JARDIM DAS SIBIPIRUNAS
Texto: Isabel Duprat
Fotos: Ismar de Almeida e Leonardo Finotti

A grande beleza deste terreno em São Paulo, que se abre para uma esquina, e a razão de sua escolha são quatro sibipirunas magníficas já com seus 80 anos ou mais, espalhando energia sob as suas copas rendilhadas. O projeto da casa de Jacobsen Arquitetura previa uma pérgola apoiada no muro frontal contendo uma destas árvores.

 

Meu primeiro movimento foi libertá-la de forma que a beleza de seu tronco e sua copa se oferecesse para o jardim.  O projeto de paisagismo muitas vezes é uma contribuição primordial ao projeto de arquitetura. O olhar do paisagista tem como referência de escala o céu, e a árvore é o elemento que faz esta ligação.

 

Se as árvores são a riqueza do terreno tudo deve ser pensado para protegê-las. A piscina quadrada anteriormente proposta, estava muito próxima a uma magnólia (Magnolia grandiflora), que seria também preservada e para isto suas raízes deveriam ser protegidas com um afastamento de qualquer intervenção. Esta proteção das árvores, para ser efetiva, deve respeitar a altura de terra do colo da árvore, que é o ponto de partida das raízes do tronco. Como a casa ficou na sua implantação acima do terreno original e o deck da piscina aproximadamente 60 cm acima da cota do colo das árvores, foi necessário o acerto do terreno com um caimento que preservasse esta cota. Ainda que fossem 10, 20 ou 30 cm o colo tem que ser preservado, não pode haver o soterramento. É muito comum este requisito não ser observado e vermos árvores importantes morrerem após um ou dois anos por soterramento do colo.

 

Pensei a piscina como recorte verde escuro em um pátio de travertino, continuando o piso do terraço das salas com vista para o jardim.
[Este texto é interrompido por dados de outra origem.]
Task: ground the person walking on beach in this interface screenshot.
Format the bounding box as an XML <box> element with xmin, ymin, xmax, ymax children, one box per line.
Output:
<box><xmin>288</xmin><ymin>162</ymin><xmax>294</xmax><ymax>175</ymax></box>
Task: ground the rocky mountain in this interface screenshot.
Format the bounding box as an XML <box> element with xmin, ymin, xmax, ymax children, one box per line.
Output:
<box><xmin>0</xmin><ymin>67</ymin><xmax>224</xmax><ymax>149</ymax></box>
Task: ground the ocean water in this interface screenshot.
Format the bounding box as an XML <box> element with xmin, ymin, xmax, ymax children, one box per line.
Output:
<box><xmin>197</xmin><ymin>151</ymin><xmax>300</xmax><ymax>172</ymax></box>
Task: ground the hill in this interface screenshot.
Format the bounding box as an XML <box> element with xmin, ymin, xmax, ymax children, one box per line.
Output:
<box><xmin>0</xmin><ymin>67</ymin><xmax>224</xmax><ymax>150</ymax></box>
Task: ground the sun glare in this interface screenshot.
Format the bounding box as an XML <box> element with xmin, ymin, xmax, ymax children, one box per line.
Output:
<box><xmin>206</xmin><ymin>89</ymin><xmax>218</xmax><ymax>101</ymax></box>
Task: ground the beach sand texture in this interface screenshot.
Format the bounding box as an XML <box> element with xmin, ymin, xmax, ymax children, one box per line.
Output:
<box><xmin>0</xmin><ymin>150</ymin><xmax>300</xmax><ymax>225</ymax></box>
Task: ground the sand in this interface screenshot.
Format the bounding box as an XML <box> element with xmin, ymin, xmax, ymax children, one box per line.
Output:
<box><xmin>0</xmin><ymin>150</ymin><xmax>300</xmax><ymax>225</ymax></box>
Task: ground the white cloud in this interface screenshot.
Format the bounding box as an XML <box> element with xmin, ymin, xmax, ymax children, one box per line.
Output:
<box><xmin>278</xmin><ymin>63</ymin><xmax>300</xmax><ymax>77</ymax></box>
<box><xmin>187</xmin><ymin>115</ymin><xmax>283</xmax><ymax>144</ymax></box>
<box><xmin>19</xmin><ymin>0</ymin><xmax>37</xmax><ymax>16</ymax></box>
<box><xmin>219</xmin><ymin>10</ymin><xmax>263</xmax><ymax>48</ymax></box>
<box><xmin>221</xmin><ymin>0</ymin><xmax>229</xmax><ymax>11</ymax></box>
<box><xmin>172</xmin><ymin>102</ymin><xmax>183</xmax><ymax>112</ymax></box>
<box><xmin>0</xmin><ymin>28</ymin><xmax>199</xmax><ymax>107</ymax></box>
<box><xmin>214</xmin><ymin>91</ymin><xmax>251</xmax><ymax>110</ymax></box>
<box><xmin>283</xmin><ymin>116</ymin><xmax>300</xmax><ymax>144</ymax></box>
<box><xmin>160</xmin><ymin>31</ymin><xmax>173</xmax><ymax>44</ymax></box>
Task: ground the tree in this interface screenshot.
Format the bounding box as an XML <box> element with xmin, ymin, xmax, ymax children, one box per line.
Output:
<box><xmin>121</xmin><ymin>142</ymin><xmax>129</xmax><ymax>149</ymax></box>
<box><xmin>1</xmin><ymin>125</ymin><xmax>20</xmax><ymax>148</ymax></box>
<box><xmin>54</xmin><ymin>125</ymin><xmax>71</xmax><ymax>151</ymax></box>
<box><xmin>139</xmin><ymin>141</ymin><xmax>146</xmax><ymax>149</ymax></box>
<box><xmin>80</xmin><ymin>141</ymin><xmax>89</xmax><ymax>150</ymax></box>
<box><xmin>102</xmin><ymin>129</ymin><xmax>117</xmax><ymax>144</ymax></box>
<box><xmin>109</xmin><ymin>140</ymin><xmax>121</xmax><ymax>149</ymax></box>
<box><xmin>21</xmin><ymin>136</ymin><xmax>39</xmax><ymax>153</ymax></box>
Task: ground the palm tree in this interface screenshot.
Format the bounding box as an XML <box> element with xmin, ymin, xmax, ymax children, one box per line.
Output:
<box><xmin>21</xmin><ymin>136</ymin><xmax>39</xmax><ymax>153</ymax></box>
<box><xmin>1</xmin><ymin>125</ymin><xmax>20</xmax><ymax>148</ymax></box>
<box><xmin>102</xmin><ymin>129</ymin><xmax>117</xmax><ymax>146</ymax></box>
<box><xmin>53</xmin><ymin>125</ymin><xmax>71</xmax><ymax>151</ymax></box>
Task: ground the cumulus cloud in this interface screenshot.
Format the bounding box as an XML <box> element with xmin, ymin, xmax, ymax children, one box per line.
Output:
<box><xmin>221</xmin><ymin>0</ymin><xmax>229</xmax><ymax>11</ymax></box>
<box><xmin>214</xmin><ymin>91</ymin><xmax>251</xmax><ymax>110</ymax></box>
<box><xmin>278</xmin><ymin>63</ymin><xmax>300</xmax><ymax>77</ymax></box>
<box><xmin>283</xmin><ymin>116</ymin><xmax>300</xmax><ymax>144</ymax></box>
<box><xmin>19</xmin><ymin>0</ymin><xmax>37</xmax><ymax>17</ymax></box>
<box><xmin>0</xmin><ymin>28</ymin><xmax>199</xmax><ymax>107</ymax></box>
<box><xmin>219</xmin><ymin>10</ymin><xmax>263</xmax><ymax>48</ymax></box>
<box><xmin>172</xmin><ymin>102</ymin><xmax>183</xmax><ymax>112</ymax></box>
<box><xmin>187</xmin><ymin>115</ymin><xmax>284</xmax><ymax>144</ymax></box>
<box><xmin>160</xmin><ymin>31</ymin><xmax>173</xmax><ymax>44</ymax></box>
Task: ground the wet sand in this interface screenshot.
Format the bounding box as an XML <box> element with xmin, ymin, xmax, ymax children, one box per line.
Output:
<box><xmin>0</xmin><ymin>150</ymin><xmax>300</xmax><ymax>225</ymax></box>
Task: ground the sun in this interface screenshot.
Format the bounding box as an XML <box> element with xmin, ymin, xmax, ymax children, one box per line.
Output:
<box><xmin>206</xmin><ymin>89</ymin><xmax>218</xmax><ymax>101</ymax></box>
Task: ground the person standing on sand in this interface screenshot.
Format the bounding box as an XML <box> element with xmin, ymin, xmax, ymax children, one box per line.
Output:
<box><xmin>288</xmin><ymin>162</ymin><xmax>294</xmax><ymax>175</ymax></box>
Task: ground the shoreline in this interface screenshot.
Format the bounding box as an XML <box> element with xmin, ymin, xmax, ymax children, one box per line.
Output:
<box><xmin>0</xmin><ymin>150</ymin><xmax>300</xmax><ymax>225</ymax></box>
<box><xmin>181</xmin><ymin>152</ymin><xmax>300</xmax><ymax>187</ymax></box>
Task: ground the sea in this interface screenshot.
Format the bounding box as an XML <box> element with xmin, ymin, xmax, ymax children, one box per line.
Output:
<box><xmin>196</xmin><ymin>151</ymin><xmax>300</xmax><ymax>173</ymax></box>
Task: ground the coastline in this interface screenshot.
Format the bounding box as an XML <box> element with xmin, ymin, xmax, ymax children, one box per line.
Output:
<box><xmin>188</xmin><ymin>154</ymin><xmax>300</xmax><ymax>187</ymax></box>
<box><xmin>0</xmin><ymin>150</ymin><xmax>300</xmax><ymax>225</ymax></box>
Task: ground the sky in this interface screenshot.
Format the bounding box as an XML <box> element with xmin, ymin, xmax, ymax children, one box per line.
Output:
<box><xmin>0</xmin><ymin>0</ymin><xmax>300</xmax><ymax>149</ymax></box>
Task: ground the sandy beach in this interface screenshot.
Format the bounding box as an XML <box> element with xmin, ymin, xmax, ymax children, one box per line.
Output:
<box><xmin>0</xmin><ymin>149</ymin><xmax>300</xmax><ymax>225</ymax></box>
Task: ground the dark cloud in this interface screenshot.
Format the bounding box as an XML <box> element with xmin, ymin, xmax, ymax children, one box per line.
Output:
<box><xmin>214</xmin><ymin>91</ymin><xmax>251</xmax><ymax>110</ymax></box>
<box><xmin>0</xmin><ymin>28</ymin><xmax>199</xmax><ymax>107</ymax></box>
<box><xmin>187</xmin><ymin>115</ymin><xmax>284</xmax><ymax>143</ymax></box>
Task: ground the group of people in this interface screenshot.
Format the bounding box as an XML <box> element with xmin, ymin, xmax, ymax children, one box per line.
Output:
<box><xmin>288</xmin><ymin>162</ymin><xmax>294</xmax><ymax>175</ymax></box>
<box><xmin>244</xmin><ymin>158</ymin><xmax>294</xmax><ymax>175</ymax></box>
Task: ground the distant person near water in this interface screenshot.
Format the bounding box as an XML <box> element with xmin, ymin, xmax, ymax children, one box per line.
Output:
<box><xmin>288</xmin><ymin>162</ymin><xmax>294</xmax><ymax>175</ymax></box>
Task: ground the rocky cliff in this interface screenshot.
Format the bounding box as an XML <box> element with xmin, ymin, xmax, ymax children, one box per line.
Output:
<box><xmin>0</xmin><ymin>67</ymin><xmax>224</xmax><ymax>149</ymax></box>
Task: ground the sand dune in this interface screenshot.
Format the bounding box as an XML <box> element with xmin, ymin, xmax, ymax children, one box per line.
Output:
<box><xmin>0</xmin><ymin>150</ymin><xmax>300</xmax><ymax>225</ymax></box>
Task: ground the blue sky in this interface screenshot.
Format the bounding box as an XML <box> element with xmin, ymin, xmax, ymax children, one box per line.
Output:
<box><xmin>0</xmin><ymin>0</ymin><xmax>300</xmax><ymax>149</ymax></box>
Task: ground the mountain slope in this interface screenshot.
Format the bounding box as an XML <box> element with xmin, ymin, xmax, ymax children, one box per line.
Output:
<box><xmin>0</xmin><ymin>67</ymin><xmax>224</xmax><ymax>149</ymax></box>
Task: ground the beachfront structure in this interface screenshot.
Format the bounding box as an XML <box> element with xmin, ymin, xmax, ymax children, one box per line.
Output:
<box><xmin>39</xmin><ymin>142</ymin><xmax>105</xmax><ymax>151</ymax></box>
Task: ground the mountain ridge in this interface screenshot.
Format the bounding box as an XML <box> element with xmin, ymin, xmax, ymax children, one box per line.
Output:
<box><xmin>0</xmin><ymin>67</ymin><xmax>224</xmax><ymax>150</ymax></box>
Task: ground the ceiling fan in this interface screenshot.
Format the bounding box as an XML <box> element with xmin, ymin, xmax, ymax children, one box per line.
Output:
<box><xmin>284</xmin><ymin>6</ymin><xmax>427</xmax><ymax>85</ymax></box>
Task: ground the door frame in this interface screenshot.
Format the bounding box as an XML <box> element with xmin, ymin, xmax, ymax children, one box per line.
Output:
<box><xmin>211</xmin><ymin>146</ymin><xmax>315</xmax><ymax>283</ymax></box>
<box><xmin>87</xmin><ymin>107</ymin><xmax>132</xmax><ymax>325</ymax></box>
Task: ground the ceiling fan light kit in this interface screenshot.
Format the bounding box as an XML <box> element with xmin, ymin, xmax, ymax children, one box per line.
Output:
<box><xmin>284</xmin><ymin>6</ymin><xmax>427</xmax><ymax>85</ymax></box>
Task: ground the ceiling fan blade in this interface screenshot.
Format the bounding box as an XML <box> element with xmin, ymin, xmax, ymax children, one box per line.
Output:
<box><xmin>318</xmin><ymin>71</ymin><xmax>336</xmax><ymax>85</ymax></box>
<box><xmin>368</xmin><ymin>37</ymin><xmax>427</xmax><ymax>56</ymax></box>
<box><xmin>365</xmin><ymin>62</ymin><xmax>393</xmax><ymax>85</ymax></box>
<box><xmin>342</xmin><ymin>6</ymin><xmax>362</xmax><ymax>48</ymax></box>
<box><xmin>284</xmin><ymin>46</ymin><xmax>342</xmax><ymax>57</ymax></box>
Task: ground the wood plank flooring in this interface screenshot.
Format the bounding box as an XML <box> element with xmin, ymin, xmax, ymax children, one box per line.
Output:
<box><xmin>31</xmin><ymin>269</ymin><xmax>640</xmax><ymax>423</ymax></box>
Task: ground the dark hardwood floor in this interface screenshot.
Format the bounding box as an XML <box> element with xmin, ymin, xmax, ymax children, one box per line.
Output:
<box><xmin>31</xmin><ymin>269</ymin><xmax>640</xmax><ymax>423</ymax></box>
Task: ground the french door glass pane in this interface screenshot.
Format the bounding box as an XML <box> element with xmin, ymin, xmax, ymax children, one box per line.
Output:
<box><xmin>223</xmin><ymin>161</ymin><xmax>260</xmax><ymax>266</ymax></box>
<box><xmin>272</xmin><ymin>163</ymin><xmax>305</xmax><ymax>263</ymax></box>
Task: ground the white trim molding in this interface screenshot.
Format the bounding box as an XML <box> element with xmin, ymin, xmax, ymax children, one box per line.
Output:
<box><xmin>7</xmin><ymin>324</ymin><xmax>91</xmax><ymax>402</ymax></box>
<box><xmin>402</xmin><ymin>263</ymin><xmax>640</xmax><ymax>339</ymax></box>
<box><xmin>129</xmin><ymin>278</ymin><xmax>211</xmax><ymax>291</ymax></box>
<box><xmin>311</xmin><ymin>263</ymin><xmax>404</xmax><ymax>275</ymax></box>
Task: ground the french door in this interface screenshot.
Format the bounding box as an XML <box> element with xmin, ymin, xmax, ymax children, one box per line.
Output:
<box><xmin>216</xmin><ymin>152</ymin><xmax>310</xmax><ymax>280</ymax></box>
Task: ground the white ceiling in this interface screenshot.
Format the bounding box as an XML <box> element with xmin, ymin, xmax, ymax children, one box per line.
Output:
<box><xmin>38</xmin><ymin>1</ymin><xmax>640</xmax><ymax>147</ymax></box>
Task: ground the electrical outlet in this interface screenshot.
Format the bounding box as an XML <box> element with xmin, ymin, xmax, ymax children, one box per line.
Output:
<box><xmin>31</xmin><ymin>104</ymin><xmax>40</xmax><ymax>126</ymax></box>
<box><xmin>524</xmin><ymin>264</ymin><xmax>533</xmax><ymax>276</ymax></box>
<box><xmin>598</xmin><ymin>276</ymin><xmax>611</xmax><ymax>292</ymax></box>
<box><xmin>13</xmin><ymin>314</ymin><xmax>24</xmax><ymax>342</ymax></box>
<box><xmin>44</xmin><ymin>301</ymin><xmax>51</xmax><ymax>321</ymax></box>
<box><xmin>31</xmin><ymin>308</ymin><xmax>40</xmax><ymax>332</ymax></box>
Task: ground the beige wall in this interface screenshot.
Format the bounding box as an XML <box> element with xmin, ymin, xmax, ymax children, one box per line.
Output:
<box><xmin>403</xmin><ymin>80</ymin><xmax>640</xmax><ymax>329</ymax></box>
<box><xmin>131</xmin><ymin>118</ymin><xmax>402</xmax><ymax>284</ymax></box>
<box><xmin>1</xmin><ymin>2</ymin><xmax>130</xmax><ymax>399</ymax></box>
Esta posição da piscina, agora com uma forma retangular mais alongada e o seu deslocamento para a face sul do terreno, possibilitou uma área maior de jardim à esquerda, que desta forma recebeu com dignidade uma obra do escultor uruguaio Pablo Atchugarry e ao mesmo tempo garantiu o espaço para fazer o fechamento necessário e dar privacidade ao viver da casa, além de profundidade ao terreno. Fizemos este fechamento com Pinangas coronata,  Ptychosperma macarthurii e Strelitzia augusta de  aproximadamente 7 metros de altura.  Um caminho de basalto que garantiu acessibilidade confortável ao terraço é ao mesmo tempo um passeio pelo jardim, oferecendo a possibilidade de desfrutar a casa e o próprio jardim de um outro ângulo.

 

 

Quando durante a obra foi anexado um outro terreno na face noroeste do lote, criamos sob uma pérgola um jardim com palmeiras Ptychosperma elegans forrado com samambaias, sobrálias e filodendros. A copa das palmeiras minimiza a vista do vizinho a partir dos quartos do andar superior da casa e este jardim mostrou vocação para receber orquídeas. Junto à sala de ginástica e sauna, plantamos um pequeno pomar com caqui, limão, pêssego, romã e um horta com temperos e ervas.